Detailed code optimization advice
This document has some detailed advice for implementing code optimization in your compiler.
General advice, testing
Keep a log of your work. Not only will this be helpful for writing your report, it will also be a good way to document and understand how different analysis and optimization techniques interact with each other.
Test frequently. The run_test.rb and run_all.rb scripts in the assign05 directory of the test repo can take an option argument, which will in turn be passed to the compiler executable’s main function. So, you can use
./run_all.rb -o
to test that your compiler produces correct code for all of the tests, and use
./run_all.rb
to test that generating unoptimized code still works correctly.
Structure your development progress into units of progress that are as small as possible.
IR, storage allocation
Delay storage allocation until as late as possible.
Represent scalar local variables symbolically. For example, just use virtual registers to represent them in the high-level IR. (Hopefully you did this in Assignment 4!)
If the initial version of your code generator allocates memory for virtual registers, this is great. This provides a fallback for virtual registers that cannot be assigned a machine register.
Assume that arrays and structs are stored in memory. It is a good idea to compute storage requirements (offsets and sizes) for these relatively early, and to emit address computations in the initial high level code. Only scalar variables should be candidates for register allocation.

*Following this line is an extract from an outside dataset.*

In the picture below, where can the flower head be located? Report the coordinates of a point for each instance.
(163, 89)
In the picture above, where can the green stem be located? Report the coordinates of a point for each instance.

A pass over the AST can identify scalar loop variables. These are
candidates for being allocated/assigned to callee-saved registers
(%rbx
, %r12
, %r13
, etc.) You can implement a mechanism to tell the
x86-64 assembly code generator that the virtual register for the
selected loop variables should be generated directly as the appropriate
machine register operand. Note that the generated code uses any
callee-saved regsiters, they will need to be saved and restored as part
of your prologue and epilogue code. (Use pushq and popq to save and
restore each one.) Note that each register that is pushed decreases
%rsp by 8, and thus affects stack alignment.
High-level optimization
Have an easy to use and robust API for determining which virtual registers
(if any are) defined and/or used by each instruction. The
highlevel_defuse.h
header defines functions for determining def/use
information for high-level instructions, and you should be able to use
these functions as-is unless you’ve changed the semantics of the
high-level IR.
Do transformations constructively rather than destructively. For example,
a peephole analysis transforms an InstructionSequence
(i.e., a basic block)
into a computed InstructionSequence
. A new ControlFlowGraph
is constructed
as the result of applying one or more block-level transformations on
the blocks of the original ControlFlowGraph
. (The ControlFlowGraphTransform
class is provided to make it straightforward to implement optimizations
this way: see the
How/where to implement optimizations
section of the assignment description.)
Transformations which remove redundancies can result in definitions of virtual registers which are immediately dead. For example:
- a constant was assigned to a virtual register
- a constant propagation phase copied the constant into the instruction where the virtual register was used
- if there were no other uses of the virtual register, it is now dead, and the instruction that loaded the constant into it is now redundant
Instructions which are defs of virtual registers that are immediately dead can simply be eliminated.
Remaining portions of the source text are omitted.